Camus, Fransız Devriminden yola çıkarak devrimlerin er yada
geç zorbalıkla son bulacağına inanır. Çünkü her başkaldırmış benliğinin efendi
tarafından tanınıp,eşiti olduğunu kabul edilmesini ister. Kendisi de efendi
olmak ister. “Köleler ordusu köleleri kurtarır, hemen sonra da eski
efendilerini kendilerine köle olarak verir……Adalet için ölenler, bütün
çağlarda, birbirlerine "kardeş" demişlerdir. şiddet, hepsi için
ezilmişler topluluğu adına, yararına, düşmana yöneltilir. Ama devrim tek
değerse, her şeyi ister, hatta hafiyeliği, dolaysıyla dostluğun kurban
edilmesini bile. Bundan böyle şiddet, soyut bir düşünce yararına, dost-düşman
demeden herkese yönelecektir.Devrimin kurtarmak istediği şeyden bile önce
gelmesi….” ve devrimin önce kendi evlatlarını yemesi.
Peki ya
ne yapmalı? Carlos Fuantes kitapta
kurtarıcı beklemenin aslında bir tür mahkumiyet olduğunu söyler. “Önce seni
neyin mahkum ettiğini anımsaman ve sonra görünürdeki kurtarıcının gerçek
mahkumiyet olduğunu bilerek, bu hükümle kurtuluşa varman gerek”(s.35). “Çok tutarlı bir düşünce ile yönetilmedikçe”(s.38)

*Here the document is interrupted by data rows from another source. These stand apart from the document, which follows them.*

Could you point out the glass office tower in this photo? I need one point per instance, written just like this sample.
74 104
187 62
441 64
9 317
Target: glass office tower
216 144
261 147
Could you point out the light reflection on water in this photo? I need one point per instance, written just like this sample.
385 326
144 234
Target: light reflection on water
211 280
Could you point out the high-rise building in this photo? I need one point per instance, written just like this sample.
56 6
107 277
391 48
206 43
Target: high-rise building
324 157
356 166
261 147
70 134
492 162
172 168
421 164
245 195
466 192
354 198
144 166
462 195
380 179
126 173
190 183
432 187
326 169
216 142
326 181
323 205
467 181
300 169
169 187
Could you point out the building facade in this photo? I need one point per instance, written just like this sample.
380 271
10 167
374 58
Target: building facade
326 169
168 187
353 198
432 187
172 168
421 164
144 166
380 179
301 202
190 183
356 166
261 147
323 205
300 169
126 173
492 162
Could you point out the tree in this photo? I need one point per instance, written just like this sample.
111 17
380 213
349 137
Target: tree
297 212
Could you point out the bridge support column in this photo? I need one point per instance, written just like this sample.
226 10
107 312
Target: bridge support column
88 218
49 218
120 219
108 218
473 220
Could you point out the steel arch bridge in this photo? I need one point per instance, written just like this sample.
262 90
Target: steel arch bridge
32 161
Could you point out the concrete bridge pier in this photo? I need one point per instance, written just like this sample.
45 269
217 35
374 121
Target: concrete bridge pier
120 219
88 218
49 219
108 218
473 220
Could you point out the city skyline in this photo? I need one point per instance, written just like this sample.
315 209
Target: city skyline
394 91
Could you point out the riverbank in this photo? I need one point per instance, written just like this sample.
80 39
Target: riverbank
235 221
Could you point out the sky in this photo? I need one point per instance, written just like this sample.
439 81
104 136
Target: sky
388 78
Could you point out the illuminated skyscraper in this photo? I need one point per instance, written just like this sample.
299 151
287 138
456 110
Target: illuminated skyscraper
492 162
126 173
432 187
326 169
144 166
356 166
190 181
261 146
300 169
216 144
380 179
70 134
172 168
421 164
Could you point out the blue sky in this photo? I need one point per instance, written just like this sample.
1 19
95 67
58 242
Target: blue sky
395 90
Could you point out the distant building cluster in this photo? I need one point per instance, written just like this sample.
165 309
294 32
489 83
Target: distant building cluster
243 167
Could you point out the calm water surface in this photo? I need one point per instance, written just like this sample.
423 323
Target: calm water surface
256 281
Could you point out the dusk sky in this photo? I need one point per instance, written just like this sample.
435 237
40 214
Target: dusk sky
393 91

devrim; “ her kuşağın kendinden öncekileri yıkıp,yerine onlar kadar haris,onlar
kadar açgözlü yeni efendilerin geçirildiği”(s.50) beyhude bir eylem olmanın ötesine
geçmeyecektir. Sistemin kendisini, ilke
olarak sistemin bütününe değil, sistemin uzuvlarına yönelen her devrim,
sonrasında yok ettiği uzvun yerini doldurarak
sistemin bir parçası haline gelir.Bu ise devrimin kendi içinden başka bir
devrimin filizlenmesinin koşullarını yaratır. Dolayısı ile bu haliyle devrim
sadece sistemin revizyonuna yol açar. “Kralın kendisini vurmak
istiyorlardı,ilkeyi değil. Başka bir kral istiyorlardı o kadar” Camus’un bu
sözü bugün salt AKP karşıtlığı üzerinden söylem geliştiren,sistemi bir nevi
aklayan yada görmezden gelen devrimci anlayışların düştükleri batağı da göz
önüne serer.
Artık, “savaş alanlarında
yoğrulup biçimlenen” devrim yozlaşmıştır; “savaşlar kazanılmış olsa bile devrim
yitirilmiş demektir” (s.184)
Meksika Devrimi'ne, toprakların köylülere dağıtılması
uğrunda savaşan, idealist bir genç asker olarak katılan Artemio Cruz, devrimin
giderek yozlaşması sonucunda zengin bir toprak ağası olup çıkmıştır. Ailesine,
sevgililerine ve eski yoldaşlarına ihanet etmiş, devrim sırasında devirmek için
savaştığı kendini beğenmiş, ilke kural tanımaz zorbalardan biri olmuştur.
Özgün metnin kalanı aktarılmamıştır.